Long-term changes in solar activity and irradiance

TL;DR

This paper reviews recent efforts to improve understanding of long-term solar irradiance variability, emphasizing new modeling approaches and historical data to reduce uncertainties in climate-related solar activity reconstructions.

Contribution

It highlights the potential of 3D magnetohydrodynamical simulations and historical Ca II K data to enhance long-term solar irradiance reconstructions.

Findings

Composite records suggest a marginal decrease since 1996.

Models using proxies show uncertainties in long-term irradiance amplitude.

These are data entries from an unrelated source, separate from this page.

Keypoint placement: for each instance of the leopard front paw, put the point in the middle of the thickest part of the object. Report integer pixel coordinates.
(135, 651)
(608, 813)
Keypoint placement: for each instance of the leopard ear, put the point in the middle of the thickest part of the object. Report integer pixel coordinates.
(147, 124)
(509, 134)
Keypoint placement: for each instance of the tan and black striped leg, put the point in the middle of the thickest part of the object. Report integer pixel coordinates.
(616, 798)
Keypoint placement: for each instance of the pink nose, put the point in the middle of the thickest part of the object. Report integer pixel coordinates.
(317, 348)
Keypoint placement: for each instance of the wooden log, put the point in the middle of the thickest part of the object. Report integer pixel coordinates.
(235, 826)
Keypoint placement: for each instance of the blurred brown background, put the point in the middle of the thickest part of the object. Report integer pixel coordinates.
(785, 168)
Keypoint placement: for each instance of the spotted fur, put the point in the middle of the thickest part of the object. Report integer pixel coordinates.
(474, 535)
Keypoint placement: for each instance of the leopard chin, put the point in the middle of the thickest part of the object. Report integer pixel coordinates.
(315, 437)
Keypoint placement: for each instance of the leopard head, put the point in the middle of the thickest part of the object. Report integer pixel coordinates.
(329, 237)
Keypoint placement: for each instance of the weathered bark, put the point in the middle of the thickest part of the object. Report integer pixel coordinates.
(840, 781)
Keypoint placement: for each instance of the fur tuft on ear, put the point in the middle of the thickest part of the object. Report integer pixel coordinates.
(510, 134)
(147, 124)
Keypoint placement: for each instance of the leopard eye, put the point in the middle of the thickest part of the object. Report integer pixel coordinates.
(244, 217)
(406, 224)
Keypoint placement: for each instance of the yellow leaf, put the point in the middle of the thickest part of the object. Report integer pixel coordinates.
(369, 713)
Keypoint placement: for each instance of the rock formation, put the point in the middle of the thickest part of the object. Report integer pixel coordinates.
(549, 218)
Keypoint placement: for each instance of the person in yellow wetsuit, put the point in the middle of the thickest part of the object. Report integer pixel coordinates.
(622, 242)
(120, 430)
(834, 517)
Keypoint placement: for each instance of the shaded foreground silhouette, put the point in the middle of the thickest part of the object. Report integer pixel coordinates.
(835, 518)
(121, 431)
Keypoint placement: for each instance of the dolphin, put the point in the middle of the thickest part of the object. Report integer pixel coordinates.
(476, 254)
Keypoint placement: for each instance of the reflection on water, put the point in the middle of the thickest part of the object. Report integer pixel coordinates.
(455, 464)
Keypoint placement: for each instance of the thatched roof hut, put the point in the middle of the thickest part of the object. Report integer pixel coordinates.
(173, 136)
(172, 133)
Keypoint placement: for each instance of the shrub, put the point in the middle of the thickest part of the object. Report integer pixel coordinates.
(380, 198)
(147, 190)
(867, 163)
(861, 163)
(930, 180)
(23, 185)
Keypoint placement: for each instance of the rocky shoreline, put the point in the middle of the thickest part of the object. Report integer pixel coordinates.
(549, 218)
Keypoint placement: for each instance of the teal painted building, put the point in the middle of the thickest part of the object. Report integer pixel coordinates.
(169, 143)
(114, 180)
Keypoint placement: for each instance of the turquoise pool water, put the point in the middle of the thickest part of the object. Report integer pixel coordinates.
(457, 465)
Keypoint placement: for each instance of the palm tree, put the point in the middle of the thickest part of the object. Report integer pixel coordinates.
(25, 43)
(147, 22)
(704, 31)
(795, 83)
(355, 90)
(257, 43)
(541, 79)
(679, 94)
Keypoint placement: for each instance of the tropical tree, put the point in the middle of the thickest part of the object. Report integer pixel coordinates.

Historical Ca II K data extend facular information back to 1892.

Abstract

The Sun is the main energy source to Earth, and understanding its variability is of direct relevance to climate studies. Measurements of total solar irradiance exist since 1978, but this is too short compared to climate-relevant time scales. Coming from a number of different instruments, these measurements require a cross-calibration, which is not straightforward, and thus several composite records have been created. All of them suggest a marginally decreasing trend since 1996. Most composites also feature a weak decrease over the entire period of observations, which is also seen in observations of the solar surface magnetic field and is further supported by Ca II K data. Some inconsistencies, however, remain and overall the magnitude and even the presence of the long-term trend remain uncertain. Different models have been developed, which are used to understand the irradiance variability over the satellite period and to extend the records of solar irradiance back in time. Differing in their methodologies, all models require proxies of solar magnetic activity as input. The most widely used proxies are sunspot records and cosmogenic isotope data on centennial and millennial time scale, respectively. None of this, however, offers a sufficiently good, independent description of the long-term evolution of faculae and network responsible for solar brightening. This leads to uncertainty in the amplitude of the long-term changes in solar irradiance. Here we review recent efforts to improve irradiance reconstructions on time scales longer than the solar cycle and to reduce the existing uncertainty in the magnitude of the long-term variability. In particular, we highlight the potential of using 3D magnetohydrodynamical simulations of the solar atmosphere as input to more physical irradiance models and of historical full-disc Ca II K observations encrypting direct facular information back to 1892.